Genomic Conflict Settled in Favour of the Species Rather Than the Gene at Extreme GC Percentage Values

Wada and colleagues have shown that, whether prokaryotic or eukaryotic, each gene has a "homostabilising propensity" to adopt a relatively uniform GC percentage (GC%). Accordingly, each gene can be viewed as a "microisochore" occupying a discrete GC% niche of relatively uniform base composition amongst its fellow genes. Although first, second and third codon positions usually differ in GC%, each position tends to maintain a uniform, gene-specific GC% value. Thus, within a genome, genic GC% values can cover a wide range. This is most evident at third codon positions, which are least constrained by amino acid encoding needs.
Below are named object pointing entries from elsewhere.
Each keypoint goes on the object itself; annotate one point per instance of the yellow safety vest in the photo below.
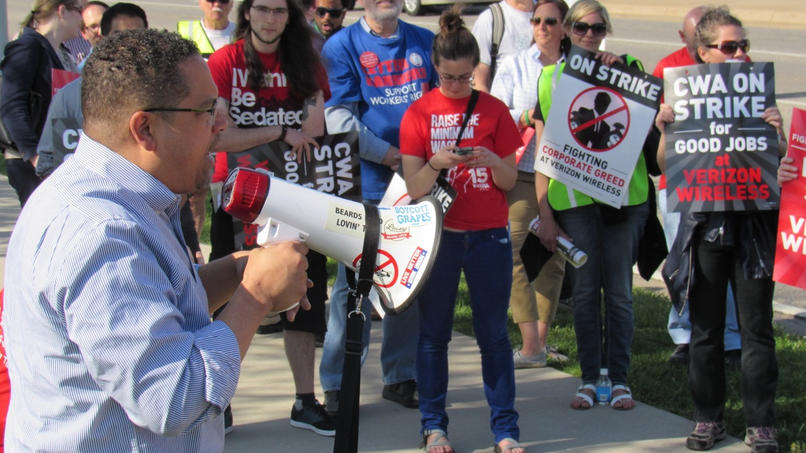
(192, 30)
(562, 197)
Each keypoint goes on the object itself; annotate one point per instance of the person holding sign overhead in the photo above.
(609, 236)
(533, 304)
(735, 247)
(475, 238)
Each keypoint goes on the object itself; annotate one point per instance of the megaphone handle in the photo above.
(346, 440)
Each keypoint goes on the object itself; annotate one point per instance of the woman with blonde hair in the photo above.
(719, 254)
(533, 304)
(609, 236)
(26, 89)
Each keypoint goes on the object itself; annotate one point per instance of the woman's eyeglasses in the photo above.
(448, 78)
(550, 21)
(581, 28)
(730, 47)
(322, 12)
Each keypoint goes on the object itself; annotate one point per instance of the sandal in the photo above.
(513, 444)
(440, 440)
(623, 398)
(586, 397)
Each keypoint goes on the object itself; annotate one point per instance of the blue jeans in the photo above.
(612, 251)
(398, 350)
(679, 325)
(486, 258)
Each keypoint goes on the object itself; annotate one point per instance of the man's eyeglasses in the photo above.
(448, 78)
(581, 28)
(265, 10)
(730, 47)
(550, 21)
(322, 12)
(219, 105)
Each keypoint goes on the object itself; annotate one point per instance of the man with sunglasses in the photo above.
(106, 320)
(679, 325)
(328, 16)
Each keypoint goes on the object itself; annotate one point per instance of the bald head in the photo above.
(690, 21)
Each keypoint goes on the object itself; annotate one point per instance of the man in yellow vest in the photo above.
(210, 33)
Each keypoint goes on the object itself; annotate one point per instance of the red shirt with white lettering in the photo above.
(271, 106)
(433, 122)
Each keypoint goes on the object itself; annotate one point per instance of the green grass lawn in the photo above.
(663, 385)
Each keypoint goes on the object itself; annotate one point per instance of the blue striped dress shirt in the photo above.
(109, 342)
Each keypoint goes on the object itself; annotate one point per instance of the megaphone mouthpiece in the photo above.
(245, 197)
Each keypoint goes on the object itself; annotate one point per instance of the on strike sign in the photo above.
(720, 154)
(599, 119)
(790, 253)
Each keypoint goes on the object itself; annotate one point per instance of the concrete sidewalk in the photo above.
(262, 406)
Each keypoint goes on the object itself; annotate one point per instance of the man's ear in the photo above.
(141, 126)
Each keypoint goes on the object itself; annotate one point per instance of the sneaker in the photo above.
(522, 361)
(228, 420)
(553, 355)
(313, 418)
(761, 439)
(705, 435)
(403, 393)
(733, 360)
(332, 402)
(680, 355)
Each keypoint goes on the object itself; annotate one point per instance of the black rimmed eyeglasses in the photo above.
(730, 47)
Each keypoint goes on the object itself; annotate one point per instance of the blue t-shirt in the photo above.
(383, 76)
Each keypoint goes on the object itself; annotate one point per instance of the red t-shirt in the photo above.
(271, 106)
(433, 122)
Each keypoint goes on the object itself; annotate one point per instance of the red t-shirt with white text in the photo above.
(433, 122)
(271, 106)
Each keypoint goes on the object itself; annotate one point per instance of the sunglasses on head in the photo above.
(550, 21)
(581, 28)
(322, 12)
(730, 47)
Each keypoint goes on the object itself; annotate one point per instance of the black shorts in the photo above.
(312, 320)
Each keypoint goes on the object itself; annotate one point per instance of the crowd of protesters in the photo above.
(128, 340)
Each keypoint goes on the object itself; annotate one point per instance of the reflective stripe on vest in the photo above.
(562, 197)
(192, 30)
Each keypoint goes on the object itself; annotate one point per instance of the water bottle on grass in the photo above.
(603, 387)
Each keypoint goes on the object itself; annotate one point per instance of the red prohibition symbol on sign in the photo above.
(386, 271)
(599, 119)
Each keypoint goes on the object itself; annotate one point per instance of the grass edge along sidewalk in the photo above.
(655, 382)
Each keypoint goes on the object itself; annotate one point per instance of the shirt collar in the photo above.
(112, 166)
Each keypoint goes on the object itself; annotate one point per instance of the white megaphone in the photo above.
(333, 226)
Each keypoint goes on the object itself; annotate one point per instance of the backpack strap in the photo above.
(498, 34)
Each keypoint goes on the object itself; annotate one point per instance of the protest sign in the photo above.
(599, 119)
(720, 154)
(334, 168)
(790, 253)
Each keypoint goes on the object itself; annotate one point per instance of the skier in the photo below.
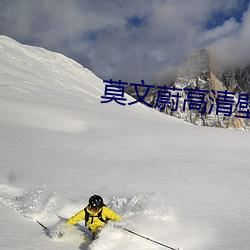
(95, 214)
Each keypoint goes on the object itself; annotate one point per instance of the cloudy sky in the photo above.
(131, 39)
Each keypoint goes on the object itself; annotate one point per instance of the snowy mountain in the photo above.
(182, 185)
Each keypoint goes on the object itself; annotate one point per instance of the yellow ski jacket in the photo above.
(94, 223)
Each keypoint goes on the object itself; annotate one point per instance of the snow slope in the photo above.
(176, 183)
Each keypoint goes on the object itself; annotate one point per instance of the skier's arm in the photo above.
(77, 217)
(110, 214)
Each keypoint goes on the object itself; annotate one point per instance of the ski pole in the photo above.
(149, 239)
(45, 228)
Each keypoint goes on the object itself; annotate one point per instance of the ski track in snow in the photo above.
(55, 136)
(145, 214)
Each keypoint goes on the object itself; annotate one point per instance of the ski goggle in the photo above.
(94, 208)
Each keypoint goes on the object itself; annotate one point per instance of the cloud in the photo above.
(127, 40)
(233, 49)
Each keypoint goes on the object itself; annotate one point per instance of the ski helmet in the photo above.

In 1991, Wada and colleagues further noted that, within a phylogenetic group, genomic GC% values can also cover a wide range. This is again most evident at third codon positions. Thus, the dispersion of GC% values among genes within a genome matches the dispersion of GC% values among genomes within a phylogenetic group. Wada described the context-independence of plots of different codon position GC% values against total GC% as a "universal" characteristic. Several studies relate this to recombination. We have confirmed that third codon positions usually relate more to the genes that contain them than to the species. However, in genomes with extreme GC% values (low or high), third codon positions tend to maintain a constant GC%, thus relating more to the species than to the genes that contain them. Genes in an extreme-GC% genome collectively span a smaller GC% range, and mainly rely on first and second codon positions for differentiation as "microisochores". Our results are consistent with the view that differences in GC% serve to recombinationally isolate both genome sectors (facilitating gene duplication) and genomes (facilitating genome duplication, e.g. speciation). In intermediate-GC% genomes, conflict between the needs of the species and the needs of individual genes within that species is minimal. However, in extreme-GC% genomes there is a conflict, which is settled in favour of the species (i.e. group selection) rather than in favour of the gene (genic selection).     
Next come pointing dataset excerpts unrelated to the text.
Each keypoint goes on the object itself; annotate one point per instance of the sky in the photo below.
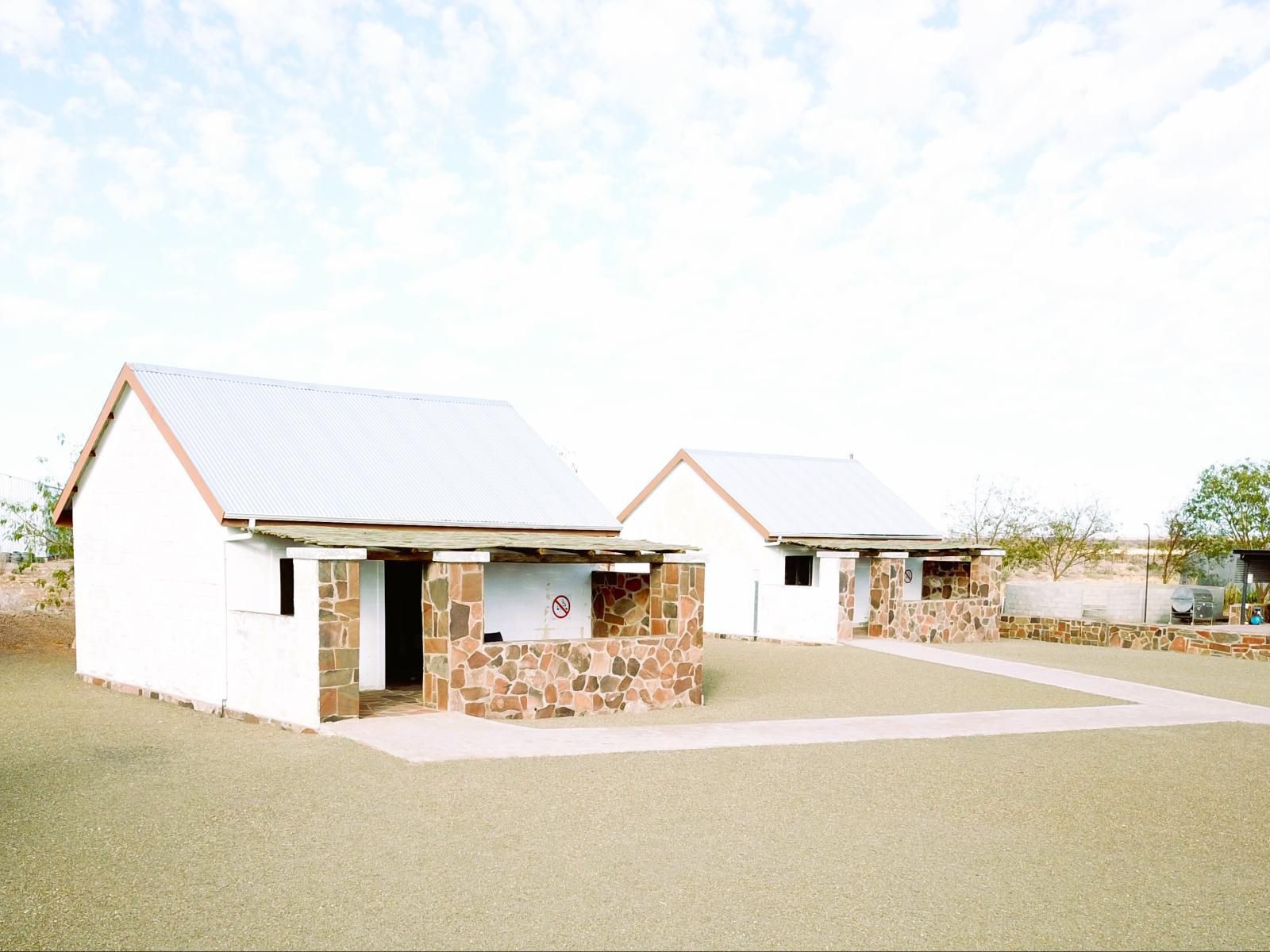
(1016, 240)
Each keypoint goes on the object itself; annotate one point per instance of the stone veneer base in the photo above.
(200, 706)
(1213, 643)
(761, 640)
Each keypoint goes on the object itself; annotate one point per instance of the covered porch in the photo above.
(501, 624)
(929, 590)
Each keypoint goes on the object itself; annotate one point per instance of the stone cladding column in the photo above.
(340, 601)
(676, 603)
(886, 590)
(454, 630)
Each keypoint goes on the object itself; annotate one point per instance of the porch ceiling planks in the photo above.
(503, 545)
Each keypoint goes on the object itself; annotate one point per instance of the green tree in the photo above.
(31, 524)
(1185, 539)
(1232, 507)
(1075, 536)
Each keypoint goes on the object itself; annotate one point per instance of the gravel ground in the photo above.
(130, 823)
(747, 681)
(1235, 679)
(38, 631)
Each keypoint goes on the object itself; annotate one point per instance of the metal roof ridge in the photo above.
(317, 387)
(438, 524)
(778, 456)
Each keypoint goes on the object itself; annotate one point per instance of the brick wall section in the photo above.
(533, 679)
(846, 597)
(677, 598)
(886, 590)
(1221, 643)
(619, 605)
(436, 636)
(949, 621)
(338, 639)
(945, 581)
(454, 628)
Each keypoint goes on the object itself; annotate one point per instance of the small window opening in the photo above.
(287, 579)
(798, 570)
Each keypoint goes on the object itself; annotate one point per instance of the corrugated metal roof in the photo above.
(308, 452)
(869, 545)
(464, 539)
(799, 495)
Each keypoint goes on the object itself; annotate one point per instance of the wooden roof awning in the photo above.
(503, 545)
(869, 546)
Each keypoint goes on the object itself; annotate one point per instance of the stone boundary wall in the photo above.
(619, 605)
(338, 639)
(201, 706)
(531, 679)
(1221, 643)
(945, 579)
(948, 621)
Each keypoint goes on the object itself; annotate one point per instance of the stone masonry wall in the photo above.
(987, 579)
(1222, 643)
(948, 581)
(533, 679)
(886, 590)
(677, 598)
(619, 605)
(846, 598)
(338, 639)
(948, 621)
(454, 626)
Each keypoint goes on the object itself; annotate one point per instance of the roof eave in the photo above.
(685, 457)
(63, 513)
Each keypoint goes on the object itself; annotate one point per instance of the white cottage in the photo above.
(806, 549)
(291, 551)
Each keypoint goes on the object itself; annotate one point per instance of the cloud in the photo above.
(94, 14)
(914, 230)
(29, 29)
(266, 268)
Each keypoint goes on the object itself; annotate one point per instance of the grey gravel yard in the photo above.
(129, 823)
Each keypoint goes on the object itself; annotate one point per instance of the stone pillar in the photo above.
(987, 582)
(846, 598)
(676, 603)
(886, 590)
(340, 600)
(454, 628)
(986, 578)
Comparison of responses by bacteriophages and bacteria to pressures on the base composition of open reading frames

Differences in the base composition of genomes can occur because of GC pressure, purine-loading pressure (AG pressure) and RNY pressure, for which there are possible functional explanations, and because of the more abstract pressures exerted by individual bases. The graphical approach of Muto and Osawa was used to analyse how bacteriophages and bacteria balance potentially conflicting pressures on their genomes. Phages generally respond to AG pressure by increasing A while keeping T constant, and by decreasing C while keeping G constant. In contrast, bacteria generally increase both A and T, the former more so, and decrease both G and C, the latter more so. These differences largely occur at third codon positions, which are more responsive than first and second codon positions to AG pressure and GC pressure. Phages respond to AG pressure more in the third codon position than bacteria, whereas bacteria respond more in the first codon position than phages. Conversely, bacteria respond to GC pressure more in the third codon position than phages, whereas phages respond more in the first codon position than bacteria. As GC pressure increases, A is traded for C and AG pressure decreases; first and second codon positions, having more A than T, are most responsive to this negative effect of increased GC pressure; third positions either do not respond (phages) or respond weakly (bacteria). In a set of 48 phage-host pairs, degrees of purine loading were less correlated between phage and host than were GC percentages. These results suggest that pressures on conventional and genome phenotypes operate differentially in phages and bacteria, generating both general differences in base composition and specific differences characteristic of particular phage-host pairs. The reciprocal relationship between GC pressure and AG pressure implies that effects attributed to GC pressure may actually be due to AG pressure, and vice versa.